# SKA Pro Tour Nationals 2012



## Mouse (Nov 20, 2009)

The SKA Pro Tour nationals wrapped up yesterday. Neal Foster and his team Intense out of Mobile took the top spot on the tour and the tournament. Another Mobile boat and crew, Marcus Kennedy and Kwazar took third on the tour. Rob Lupola and his Strike Two team took first in the small boat class for both the tournament and the tour. The open Nationals start tomorrow.


----------



## jaksprat (Jul 2, 2009)

Congrats to Capt Ron Lupola and his local Strike Two team (aka the Crash Test Dummies) for taking the small boat class of this year's pro championship. Capt Ron and his team have had some great tournament successes over the past several years. Wishing you continued success.

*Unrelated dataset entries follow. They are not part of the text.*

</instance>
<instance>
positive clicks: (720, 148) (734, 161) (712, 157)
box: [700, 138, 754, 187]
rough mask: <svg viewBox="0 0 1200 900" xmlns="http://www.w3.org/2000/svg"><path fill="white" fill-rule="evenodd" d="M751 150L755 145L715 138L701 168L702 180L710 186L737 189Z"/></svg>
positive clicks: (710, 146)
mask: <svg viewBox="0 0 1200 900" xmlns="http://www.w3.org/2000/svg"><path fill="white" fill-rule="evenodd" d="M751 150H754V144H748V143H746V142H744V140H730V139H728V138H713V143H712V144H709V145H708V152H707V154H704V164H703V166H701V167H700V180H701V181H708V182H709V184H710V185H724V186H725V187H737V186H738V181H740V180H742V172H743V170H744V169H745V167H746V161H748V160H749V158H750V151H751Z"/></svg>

Also, on this Veterans Day holiday, thanks Caot Ron for your service to our country!


----------



## catdad100 (Nov 17, 2009)

*Congrats Strike Two*

Got to meet Rob and his wife during Destin Rodeo last year 2011 as they were in line behind us weighing in a king that ended up taking 3rd in the king jackpot seemed be nice folks and later learned of the win at ska championship last year and looks like they are just get better and better.


----------



## jspooney (Oct 2, 2007)

For some reason I was thinking that SKA had left the local area because of the BP stuff and the economy. Glad to see it is here.


----------



## deckhand (Nov 8, 2008)

Actually I think BP contributes to some of these tournaments for PR.


----------